Traitement précoce et intensif : une nécessité

Progression et risque élevé de lésions articulaires irréversibles : telle est l’évolution naturelle de la PR. Avant l’étude BeSt, l’utilité du traitement précoce par des agents de rémission pour l’amélioration clinique à long terme était d’ores et déjà reconnue. Les résultats de cette étude viennent donc consolider cet algorithme. Les chercheurs ont montré, en effet, que l’on pouvait contenir la progression, et parfois même obtenir une rémission durable, par un suivi régulier de la PR et l’adaptation du traitement à l’activité de la maladie. Au terme de quatre années, la stratégie s’étant révélée la plus efficace en prévention des lésions articulaires est le recours initial à une association de méthotrexate - agent de rémission traditionnel - et de prednisone ou d’infliximab, inhibiteur du facteur de nécrose tumorale alpha (TNF-a). Cela dit, l’enseignement le plus précieux de l’étude BeSt est le suivant : un traitement précoce et intensif, adapté à l’activité de la maladie, peut infléchir le cours de la PR.

BeSt est une étude multicentrique avec randomisation menée aux Pays-Bas. Les chercheurs ont comparé quatre stratégies de traitement chez 508 sujets. Deux des groupes ont été soumis d’emblée à une monothérapie et les deux autres, à une association médicamenteuse. Dans tous les groupes, on a procédé aux ajustements thérapeutiques nécessaires à l’obtention d’un score DAS (Disease Activity Score) =2,4, passant au besoin de la monothérapie au traitement d’association.

Ces résultats sur quatre ans s’ajoutent à une série de publications corroborant la supériorité du traitement d’association sur la monothérapie pour une amélioration fonctionnelle précoce et l’inhibition des lésions articulaires objectives (Van Der Kooij et al. Ann Rheum Dis, publié en ligne avant impression le 28 juillet 2008). Les données à quatre ans sont remarquablement proches des résultats à deux ans (Goekoop-Ruiterman et al. Ann Intern Med 2007;146:406-15) quant à la proportion de sujets dont la maladie est maîtrisée ou en rémission, ce qui confirme la durabilité des bénéfices initiaux. Soulignons qu’ici encore, le traitement d’association initial s’est imposé à titre de stratégie gagnante, tant après deux qu’après quatre ans.

Score DAS, baromètre du traitement

Le traitement en fonction du score DAS est au coeur même de l’étude BeSt. Après randomisation, les patients étaient évalués tous les trois mois par un clinicien qui ignorait à quel groupe ils appartenaient. Un score DAS =2,4 commandait le passage au degré suivant de la filière thérapeutique attribuée au patient.
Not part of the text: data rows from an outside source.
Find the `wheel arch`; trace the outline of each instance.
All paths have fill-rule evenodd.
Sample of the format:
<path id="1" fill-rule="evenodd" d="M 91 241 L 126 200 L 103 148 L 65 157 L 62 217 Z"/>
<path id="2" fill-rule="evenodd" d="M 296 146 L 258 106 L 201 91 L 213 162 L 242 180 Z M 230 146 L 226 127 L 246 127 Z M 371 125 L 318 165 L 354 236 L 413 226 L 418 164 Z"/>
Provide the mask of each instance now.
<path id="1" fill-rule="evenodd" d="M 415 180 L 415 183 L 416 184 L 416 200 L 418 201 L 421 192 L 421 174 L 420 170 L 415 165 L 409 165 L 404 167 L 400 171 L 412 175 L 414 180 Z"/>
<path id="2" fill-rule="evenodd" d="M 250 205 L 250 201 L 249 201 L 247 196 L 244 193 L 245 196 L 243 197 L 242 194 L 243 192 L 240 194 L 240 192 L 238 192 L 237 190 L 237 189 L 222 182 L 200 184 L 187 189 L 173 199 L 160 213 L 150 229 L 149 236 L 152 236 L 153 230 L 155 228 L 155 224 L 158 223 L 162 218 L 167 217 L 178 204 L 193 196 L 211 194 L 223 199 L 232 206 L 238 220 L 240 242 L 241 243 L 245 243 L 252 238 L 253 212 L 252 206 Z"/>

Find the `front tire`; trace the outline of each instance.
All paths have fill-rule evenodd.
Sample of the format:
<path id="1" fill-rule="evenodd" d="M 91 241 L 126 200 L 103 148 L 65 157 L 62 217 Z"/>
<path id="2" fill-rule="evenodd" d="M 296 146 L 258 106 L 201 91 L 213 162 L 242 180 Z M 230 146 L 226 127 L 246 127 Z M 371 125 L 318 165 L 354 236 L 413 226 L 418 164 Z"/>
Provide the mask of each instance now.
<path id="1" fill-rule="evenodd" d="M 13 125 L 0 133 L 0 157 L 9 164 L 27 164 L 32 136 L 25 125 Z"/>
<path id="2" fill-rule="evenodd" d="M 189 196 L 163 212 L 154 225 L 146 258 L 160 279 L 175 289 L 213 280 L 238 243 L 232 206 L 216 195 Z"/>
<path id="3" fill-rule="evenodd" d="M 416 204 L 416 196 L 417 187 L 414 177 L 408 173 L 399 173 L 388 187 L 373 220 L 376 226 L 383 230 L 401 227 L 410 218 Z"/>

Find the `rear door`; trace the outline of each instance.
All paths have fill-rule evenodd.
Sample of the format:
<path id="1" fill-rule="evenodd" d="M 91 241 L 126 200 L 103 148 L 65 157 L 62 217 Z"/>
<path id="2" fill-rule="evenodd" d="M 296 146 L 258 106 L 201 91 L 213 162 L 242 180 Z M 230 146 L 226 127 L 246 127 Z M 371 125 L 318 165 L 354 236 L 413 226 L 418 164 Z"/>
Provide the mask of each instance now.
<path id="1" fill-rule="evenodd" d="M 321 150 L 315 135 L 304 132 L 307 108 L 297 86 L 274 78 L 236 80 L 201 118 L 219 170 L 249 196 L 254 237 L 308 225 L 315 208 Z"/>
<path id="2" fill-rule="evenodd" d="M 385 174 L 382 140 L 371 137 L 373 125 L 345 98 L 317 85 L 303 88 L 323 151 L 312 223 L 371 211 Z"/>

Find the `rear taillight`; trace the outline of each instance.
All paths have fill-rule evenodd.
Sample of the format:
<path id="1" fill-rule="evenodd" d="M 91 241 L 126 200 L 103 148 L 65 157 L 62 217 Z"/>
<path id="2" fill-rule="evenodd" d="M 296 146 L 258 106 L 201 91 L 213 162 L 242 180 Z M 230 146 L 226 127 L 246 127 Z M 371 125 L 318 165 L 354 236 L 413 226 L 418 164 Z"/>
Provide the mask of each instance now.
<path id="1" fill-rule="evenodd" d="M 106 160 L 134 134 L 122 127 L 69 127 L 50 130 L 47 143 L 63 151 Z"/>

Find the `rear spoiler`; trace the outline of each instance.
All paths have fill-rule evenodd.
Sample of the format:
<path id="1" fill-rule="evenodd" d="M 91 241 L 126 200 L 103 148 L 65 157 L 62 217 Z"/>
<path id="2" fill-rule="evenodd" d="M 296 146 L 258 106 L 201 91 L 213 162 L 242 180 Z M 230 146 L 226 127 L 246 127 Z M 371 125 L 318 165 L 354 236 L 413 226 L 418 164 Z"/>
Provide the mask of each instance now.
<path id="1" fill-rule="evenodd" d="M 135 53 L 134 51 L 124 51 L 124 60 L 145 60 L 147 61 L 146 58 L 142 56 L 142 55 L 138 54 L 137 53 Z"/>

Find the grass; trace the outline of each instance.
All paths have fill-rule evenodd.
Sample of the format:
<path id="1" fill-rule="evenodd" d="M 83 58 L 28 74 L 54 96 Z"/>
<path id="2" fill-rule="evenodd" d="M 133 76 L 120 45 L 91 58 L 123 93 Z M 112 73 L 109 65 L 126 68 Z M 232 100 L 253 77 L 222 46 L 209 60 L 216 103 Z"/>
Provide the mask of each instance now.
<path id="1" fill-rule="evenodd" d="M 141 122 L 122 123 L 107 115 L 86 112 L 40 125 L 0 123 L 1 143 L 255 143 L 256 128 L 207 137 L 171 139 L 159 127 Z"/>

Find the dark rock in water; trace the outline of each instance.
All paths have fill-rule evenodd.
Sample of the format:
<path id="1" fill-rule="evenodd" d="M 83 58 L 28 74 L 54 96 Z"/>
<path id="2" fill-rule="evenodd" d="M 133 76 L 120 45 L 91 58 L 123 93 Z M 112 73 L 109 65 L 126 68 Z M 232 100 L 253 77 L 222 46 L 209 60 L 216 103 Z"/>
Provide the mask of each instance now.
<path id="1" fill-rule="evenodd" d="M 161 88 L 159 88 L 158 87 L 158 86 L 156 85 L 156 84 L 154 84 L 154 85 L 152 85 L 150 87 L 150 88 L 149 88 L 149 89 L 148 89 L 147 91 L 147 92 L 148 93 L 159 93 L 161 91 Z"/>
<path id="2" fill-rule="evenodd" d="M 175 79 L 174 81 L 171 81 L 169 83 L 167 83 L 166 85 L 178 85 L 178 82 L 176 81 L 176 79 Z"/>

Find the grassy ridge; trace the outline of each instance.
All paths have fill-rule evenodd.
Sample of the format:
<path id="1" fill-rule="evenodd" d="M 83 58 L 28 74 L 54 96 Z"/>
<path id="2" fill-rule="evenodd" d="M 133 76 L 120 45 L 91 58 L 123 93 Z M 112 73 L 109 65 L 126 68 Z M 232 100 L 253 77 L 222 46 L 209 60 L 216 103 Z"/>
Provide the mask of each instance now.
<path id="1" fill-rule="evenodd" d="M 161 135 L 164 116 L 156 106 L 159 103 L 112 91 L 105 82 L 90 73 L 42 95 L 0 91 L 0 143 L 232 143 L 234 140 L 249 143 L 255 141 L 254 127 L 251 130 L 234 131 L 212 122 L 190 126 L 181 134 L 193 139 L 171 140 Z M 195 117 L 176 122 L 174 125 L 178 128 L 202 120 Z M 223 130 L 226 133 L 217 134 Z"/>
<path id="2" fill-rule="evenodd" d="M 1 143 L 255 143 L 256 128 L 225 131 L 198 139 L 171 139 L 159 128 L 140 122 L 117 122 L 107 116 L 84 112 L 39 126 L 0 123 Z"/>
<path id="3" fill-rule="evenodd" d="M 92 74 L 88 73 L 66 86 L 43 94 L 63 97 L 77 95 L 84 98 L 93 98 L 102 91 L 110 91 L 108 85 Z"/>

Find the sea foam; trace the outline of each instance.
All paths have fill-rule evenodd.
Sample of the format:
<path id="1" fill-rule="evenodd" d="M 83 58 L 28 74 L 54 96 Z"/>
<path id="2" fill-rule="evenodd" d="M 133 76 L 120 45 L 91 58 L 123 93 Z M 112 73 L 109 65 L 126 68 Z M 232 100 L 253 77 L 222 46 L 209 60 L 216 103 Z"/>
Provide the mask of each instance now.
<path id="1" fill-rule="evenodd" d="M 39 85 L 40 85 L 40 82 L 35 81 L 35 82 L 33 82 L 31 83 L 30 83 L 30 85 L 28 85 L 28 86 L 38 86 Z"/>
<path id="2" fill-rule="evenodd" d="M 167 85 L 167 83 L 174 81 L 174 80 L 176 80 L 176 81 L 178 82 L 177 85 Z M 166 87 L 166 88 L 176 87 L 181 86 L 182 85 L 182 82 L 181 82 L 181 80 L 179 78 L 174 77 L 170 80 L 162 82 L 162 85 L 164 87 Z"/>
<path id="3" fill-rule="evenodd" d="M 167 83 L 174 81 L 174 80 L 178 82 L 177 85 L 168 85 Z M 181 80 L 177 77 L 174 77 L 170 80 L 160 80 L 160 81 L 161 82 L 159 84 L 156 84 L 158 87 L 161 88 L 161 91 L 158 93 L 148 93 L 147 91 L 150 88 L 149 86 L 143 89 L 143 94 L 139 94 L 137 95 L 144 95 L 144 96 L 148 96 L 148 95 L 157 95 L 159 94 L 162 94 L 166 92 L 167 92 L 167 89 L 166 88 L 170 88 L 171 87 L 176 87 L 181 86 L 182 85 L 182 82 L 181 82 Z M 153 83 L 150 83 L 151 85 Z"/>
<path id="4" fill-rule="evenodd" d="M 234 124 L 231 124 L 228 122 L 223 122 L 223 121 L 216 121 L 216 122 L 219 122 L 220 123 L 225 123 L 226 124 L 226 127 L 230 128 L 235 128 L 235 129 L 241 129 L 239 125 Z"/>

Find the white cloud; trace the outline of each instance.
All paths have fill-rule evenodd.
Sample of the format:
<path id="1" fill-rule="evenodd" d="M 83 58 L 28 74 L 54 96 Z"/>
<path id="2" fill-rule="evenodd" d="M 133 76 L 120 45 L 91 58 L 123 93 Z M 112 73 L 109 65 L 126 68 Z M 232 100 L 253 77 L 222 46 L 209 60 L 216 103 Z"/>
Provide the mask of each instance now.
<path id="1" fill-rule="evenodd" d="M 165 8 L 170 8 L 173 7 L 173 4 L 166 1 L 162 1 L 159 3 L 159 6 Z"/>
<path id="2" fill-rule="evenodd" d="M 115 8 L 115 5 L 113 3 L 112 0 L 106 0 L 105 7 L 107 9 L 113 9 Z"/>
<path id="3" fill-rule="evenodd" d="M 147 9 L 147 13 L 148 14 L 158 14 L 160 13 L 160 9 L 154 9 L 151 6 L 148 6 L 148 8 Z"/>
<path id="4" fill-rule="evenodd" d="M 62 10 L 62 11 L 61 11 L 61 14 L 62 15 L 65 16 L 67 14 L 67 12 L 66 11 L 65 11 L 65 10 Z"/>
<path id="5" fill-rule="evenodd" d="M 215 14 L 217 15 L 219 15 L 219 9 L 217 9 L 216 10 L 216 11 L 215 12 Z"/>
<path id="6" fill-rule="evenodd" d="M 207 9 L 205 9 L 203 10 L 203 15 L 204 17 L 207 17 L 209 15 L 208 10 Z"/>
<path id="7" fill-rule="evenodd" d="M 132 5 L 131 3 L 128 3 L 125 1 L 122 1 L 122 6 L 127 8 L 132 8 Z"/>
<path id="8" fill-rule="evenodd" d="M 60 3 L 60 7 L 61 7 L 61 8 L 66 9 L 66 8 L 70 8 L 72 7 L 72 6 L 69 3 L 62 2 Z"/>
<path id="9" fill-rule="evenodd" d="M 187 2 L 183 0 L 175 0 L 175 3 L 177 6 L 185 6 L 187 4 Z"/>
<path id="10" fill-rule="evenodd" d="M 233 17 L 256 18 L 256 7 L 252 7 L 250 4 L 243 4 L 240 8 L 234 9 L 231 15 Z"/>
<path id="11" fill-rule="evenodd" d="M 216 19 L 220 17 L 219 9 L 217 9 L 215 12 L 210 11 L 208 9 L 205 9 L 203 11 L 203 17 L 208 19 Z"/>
Après les deux premières années de l’essai, on a réduit progressivement, lors de chaque évaluation trimestrielle, la posologie chez les patients sous monothérapie d’entretien qui avaient obtenu un score DAS <1,6 pendant six mois consécutifs, éventuellement jusqu’à l’arrêt complet du traitement.

Revenons aux filières thérapeutiques. Le groupe 1 recevait des monothérapies séquentielles, en commençant par le méthotrexate; les sujets n’atteignant pas l’objectif fixé passaient ensuite, dans cet ordre, à la sulfasalazine, au léflunomide, puis à l’association méthotrexate-infliximab. Le traitement commençait également par le méthotrexate en monothérapie dans le groupe 2, mais le degré suivant était ici l’association méthotrexate-sulfasalazine, intensifiée au besoin d’abord par l’hydroxychloroquine et ensuite par la prednisone, le dernier degré étant l’association méthotrexate-infliximab. Le groupe 3 a reçu d’emblée l’association méthotrexatesulfasalazine- prednisone, puis éventuellement de l’hydroxychloroquine. Au besoin, les sujets sont passés au méthotrexate-cyclosporine A-prednisone et, en dernier lieu, à la bithérapie méthotrexateinfliximab. Enfin, le groupe 4 a amorcé la démarche par l’association méthotrexateinfliximab, avec passage possible à la sulfasalazine et au léflunomide au besoin.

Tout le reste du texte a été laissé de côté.